Quote:Original post by 16bit_port
"Moving textures in and out of VRAM can happen at any time, whenever the driver or OS feels like it." seems a little random and vague to me, there has to be a reason or a purpose for sending texture to VRAM by the driver? Is it whenever a texture matrix is being applied onto a texture or when it needs to be rendered?

And then it stays in VRAM until the driver decides to move it out even if it's done using that texture?
Don't forget that many programs may be attempting to use graphics memory, and each may wish to use more memory than is available. Thus the driver handles moving data in and out of VRAM as necessary, to ensure that performance is maintained.

Also consider that many systems (particularly embedded systems, of those with integrated GPUs) don't have VRAM, instead sharing a chunk of system memory.

Tristam MacDonald. Ex-BigTech Software Engineer.

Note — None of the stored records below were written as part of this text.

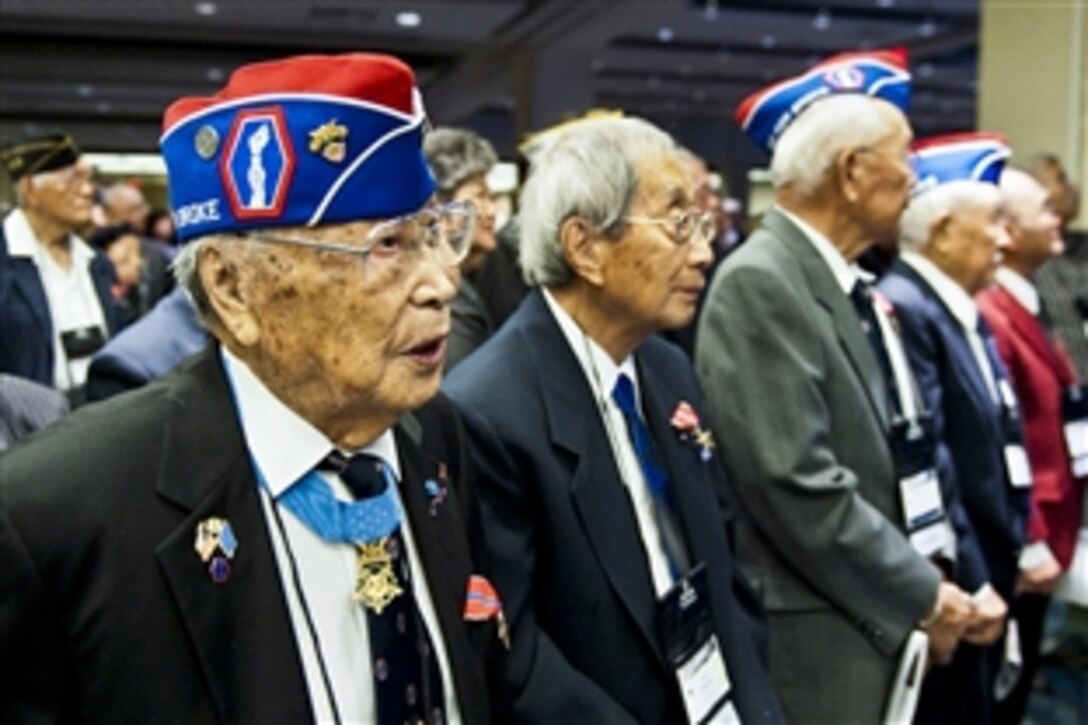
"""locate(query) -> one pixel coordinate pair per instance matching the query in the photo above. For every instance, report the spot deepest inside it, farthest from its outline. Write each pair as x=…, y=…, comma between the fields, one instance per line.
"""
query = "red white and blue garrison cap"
x=304, y=140
x=767, y=113
x=978, y=157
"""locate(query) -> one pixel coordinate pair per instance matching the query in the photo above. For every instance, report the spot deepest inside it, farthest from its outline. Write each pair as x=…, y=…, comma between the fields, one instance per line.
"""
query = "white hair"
x=456, y=156
x=591, y=171
x=1017, y=188
x=187, y=273
x=808, y=147
x=929, y=207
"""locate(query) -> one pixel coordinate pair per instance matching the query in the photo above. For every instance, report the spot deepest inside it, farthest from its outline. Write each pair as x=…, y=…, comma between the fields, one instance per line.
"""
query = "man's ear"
x=222, y=278
x=582, y=249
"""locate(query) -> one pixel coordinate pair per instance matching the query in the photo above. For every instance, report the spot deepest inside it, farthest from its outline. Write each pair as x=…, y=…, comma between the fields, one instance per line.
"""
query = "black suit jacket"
x=565, y=540
x=26, y=328
x=972, y=451
x=107, y=613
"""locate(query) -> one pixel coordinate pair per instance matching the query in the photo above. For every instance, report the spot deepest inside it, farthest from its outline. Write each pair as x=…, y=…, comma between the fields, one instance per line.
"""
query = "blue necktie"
x=861, y=294
x=665, y=515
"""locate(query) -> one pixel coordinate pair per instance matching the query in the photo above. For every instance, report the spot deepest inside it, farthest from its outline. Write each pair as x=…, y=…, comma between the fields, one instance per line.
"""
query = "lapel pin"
x=482, y=603
x=685, y=421
x=215, y=545
x=436, y=490
x=330, y=140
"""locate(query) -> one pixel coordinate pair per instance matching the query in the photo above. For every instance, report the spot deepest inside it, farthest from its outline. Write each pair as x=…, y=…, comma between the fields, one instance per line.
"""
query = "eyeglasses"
x=446, y=230
x=684, y=228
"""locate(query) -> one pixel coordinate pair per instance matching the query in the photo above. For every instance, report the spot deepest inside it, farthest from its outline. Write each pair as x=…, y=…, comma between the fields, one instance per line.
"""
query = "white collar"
x=844, y=272
x=950, y=292
x=1020, y=287
x=22, y=241
x=284, y=445
x=600, y=369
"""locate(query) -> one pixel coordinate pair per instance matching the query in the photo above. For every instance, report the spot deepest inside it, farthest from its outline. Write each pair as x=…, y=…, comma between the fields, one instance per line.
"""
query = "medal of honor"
x=375, y=585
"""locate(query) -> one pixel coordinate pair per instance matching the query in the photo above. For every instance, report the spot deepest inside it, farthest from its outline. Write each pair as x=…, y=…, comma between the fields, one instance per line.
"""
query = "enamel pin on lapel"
x=685, y=420
x=215, y=545
x=482, y=603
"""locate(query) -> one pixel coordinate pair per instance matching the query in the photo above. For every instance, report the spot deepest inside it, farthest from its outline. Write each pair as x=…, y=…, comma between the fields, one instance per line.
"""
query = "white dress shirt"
x=844, y=272
x=73, y=303
x=284, y=447
x=602, y=373
x=963, y=309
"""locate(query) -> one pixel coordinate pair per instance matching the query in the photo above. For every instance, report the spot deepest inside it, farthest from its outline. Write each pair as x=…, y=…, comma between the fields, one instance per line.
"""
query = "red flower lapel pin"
x=685, y=420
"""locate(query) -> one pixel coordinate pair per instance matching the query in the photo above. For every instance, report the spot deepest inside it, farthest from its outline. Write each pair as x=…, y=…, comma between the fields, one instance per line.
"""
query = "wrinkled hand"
x=989, y=618
x=948, y=622
x=1041, y=579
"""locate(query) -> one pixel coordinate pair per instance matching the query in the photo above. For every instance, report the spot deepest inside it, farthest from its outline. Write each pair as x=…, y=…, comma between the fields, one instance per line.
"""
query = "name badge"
x=82, y=342
x=1075, y=415
x=1017, y=466
x=693, y=650
x=915, y=453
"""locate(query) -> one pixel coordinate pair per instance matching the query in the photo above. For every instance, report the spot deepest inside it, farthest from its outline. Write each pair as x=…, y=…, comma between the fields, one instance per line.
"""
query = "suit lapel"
x=240, y=629
x=963, y=357
x=848, y=328
x=102, y=275
x=27, y=282
x=682, y=464
x=601, y=500
x=439, y=535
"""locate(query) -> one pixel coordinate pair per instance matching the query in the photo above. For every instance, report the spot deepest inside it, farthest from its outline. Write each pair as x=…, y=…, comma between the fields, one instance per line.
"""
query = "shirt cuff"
x=1035, y=554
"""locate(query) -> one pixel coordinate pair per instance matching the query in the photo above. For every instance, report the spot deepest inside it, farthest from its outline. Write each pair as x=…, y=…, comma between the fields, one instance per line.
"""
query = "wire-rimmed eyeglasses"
x=446, y=230
x=687, y=226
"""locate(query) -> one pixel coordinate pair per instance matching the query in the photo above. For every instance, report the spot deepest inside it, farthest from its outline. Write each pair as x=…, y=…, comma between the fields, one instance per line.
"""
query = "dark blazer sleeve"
x=972, y=572
x=31, y=672
x=109, y=376
x=762, y=377
x=536, y=668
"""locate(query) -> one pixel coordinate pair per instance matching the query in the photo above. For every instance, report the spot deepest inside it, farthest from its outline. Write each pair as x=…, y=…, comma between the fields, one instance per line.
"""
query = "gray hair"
x=810, y=146
x=589, y=172
x=926, y=209
x=456, y=156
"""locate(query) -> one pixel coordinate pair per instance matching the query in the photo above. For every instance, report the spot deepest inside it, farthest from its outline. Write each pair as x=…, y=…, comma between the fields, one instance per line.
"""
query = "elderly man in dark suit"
x=56, y=305
x=597, y=479
x=283, y=529
x=950, y=234
x=801, y=405
x=1055, y=415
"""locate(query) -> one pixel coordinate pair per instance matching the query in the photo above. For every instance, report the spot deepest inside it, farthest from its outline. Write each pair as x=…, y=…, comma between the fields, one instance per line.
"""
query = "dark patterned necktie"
x=665, y=514
x=407, y=680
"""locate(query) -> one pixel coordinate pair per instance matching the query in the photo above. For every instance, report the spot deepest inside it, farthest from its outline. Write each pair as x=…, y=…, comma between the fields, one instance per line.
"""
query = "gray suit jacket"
x=800, y=409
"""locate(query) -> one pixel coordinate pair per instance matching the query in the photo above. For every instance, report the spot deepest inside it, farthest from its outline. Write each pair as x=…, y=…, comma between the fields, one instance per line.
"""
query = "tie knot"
x=363, y=474
x=623, y=394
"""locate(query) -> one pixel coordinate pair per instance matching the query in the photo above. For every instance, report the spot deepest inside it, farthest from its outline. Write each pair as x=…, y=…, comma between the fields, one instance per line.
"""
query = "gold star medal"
x=375, y=585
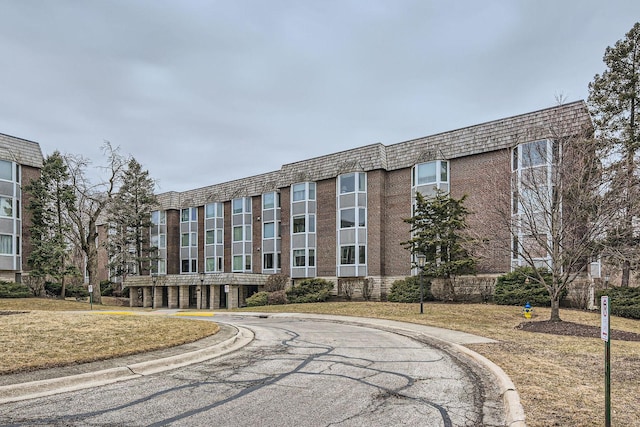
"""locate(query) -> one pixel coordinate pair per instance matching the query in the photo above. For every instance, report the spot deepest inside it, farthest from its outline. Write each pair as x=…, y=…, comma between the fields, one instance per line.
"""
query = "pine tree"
x=614, y=102
x=51, y=198
x=437, y=227
x=129, y=217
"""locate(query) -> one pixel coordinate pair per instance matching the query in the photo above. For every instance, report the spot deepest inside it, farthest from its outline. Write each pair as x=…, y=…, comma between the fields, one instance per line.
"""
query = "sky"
x=205, y=92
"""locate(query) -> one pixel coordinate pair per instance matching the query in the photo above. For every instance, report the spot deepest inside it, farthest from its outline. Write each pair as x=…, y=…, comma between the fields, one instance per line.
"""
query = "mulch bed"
x=574, y=329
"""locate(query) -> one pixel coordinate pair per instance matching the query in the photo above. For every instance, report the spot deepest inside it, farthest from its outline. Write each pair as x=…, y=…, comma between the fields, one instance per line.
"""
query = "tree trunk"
x=626, y=268
x=555, y=309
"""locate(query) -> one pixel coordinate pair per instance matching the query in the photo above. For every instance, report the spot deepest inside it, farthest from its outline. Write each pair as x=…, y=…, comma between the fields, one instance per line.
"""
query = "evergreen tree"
x=437, y=227
x=129, y=217
x=52, y=197
x=614, y=102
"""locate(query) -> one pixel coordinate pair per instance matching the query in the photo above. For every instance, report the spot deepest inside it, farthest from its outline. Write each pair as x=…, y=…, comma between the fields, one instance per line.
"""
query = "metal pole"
x=607, y=372
x=421, y=293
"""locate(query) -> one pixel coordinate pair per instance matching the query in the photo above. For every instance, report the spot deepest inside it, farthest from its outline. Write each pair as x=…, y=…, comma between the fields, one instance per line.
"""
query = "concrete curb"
x=514, y=416
x=33, y=389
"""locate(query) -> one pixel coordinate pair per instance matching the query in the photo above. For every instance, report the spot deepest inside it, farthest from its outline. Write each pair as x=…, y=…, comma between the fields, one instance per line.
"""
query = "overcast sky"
x=203, y=92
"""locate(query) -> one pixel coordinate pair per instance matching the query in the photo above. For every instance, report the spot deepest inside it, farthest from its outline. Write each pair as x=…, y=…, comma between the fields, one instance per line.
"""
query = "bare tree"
x=555, y=211
x=91, y=201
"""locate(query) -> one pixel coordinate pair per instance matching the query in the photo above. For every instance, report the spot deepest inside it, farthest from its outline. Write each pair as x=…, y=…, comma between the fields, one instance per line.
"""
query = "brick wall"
x=396, y=260
x=173, y=241
x=326, y=227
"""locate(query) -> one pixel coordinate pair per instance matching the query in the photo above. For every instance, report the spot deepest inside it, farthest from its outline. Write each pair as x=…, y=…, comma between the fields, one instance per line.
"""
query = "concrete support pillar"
x=172, y=294
x=183, y=298
x=199, y=297
x=134, y=300
x=157, y=298
x=146, y=296
x=215, y=297
x=232, y=297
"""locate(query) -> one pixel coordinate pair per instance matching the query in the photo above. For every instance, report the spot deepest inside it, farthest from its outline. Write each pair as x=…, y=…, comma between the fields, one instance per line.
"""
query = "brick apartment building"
x=20, y=163
x=340, y=216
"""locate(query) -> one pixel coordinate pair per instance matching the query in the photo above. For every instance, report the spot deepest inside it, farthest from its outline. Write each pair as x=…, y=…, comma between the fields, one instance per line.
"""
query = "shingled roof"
x=21, y=151
x=565, y=120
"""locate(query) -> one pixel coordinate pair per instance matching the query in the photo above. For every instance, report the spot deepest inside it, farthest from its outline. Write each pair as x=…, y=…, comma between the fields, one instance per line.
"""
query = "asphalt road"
x=296, y=372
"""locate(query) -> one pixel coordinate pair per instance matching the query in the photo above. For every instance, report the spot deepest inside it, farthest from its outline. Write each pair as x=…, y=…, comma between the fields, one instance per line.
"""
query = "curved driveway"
x=296, y=372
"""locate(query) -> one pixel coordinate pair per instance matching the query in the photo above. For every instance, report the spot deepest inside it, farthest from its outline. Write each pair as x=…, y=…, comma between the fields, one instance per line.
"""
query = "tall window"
x=351, y=225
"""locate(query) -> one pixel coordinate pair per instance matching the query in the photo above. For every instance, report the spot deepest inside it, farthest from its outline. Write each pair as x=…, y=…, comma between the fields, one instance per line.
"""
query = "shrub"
x=75, y=291
x=513, y=289
x=310, y=290
x=407, y=290
x=276, y=282
x=257, y=299
x=14, y=290
x=277, y=298
x=53, y=289
x=624, y=301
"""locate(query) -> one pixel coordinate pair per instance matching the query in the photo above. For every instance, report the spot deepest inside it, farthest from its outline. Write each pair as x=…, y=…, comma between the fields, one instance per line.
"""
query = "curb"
x=33, y=389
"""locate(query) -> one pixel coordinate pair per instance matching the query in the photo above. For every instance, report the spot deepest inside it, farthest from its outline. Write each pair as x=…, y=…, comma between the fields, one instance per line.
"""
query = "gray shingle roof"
x=21, y=151
x=564, y=120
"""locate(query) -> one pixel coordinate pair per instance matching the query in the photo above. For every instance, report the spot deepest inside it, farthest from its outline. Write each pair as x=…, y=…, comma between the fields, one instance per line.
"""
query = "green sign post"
x=605, y=334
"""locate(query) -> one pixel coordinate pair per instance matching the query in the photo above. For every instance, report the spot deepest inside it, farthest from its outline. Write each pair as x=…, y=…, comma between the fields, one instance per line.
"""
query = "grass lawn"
x=560, y=378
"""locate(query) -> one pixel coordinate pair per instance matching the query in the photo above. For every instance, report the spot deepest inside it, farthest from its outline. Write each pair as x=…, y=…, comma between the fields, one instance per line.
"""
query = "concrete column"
x=157, y=299
x=172, y=296
x=232, y=297
x=134, y=300
x=146, y=296
x=215, y=297
x=183, y=297
x=199, y=297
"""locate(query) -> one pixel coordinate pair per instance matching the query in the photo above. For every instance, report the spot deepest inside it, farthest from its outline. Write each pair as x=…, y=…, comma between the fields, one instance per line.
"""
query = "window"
x=237, y=234
x=268, y=230
x=213, y=210
x=299, y=258
x=6, y=169
x=348, y=255
x=431, y=173
x=6, y=206
x=362, y=252
x=237, y=205
x=267, y=261
x=426, y=173
x=533, y=153
x=268, y=200
x=303, y=191
x=350, y=182
x=299, y=223
x=348, y=217
x=299, y=192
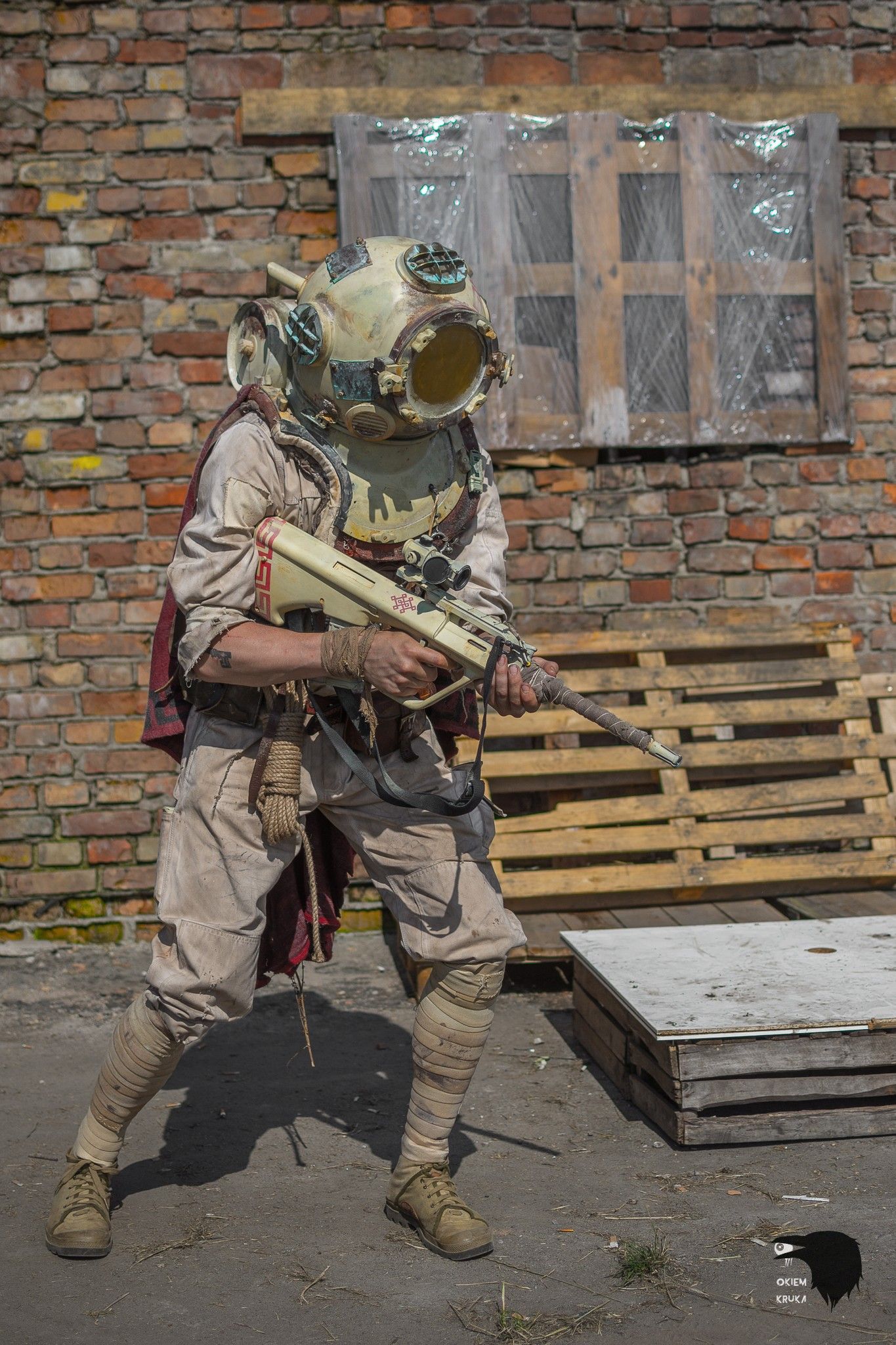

Future farmer. [https://trist.am]

Quote:Original post by swiftcoder
Quote:Original post by 16bit_port
"Moving textures in and out of VRAM can happen at any time, whenever the driver or OS feels like it." seems a little random and vague to me, there has to be a reason or a purpose for sending texture to VRAM by the driver? Is it whenever a texture matrix is being applied onto a texture or when it needs to be rendered?

And then it stays in VRAM until the driver decides to move it out even if it's done using that texture?
Don't forget that many programs may be attempting to use graphics memory, and each may wish to use more memory than is available. Thus the driver handles moving data in and out of VRAM as necessary, to ensure that performance is maintained.

Also consider that many systems (particularly embedded systems, of those with integrated GPUs) don't have VRAM, instead sharing a chunk of system memory.


Thanks for the extra information, but questions still haven't been answered (at least not directly =P). So I take that as a yes to both questions and that it applies to shader programs as well?
Quote:Original post by 16bit_port
Thanks for the extra information, but questions still haven't been answered (at least not directly =P). So I take that as a yes to both questions and that it applies to shader programs as well?
Neither question is answerable in the way you are looking for.

Rest assured that by the time you issue a draw call (i.e. glDrawElements), the necessary shaders and textures will be bound. Whether those shaders and textures are in main memory or VRAM at that point is for the driver (and the driver alone) to know.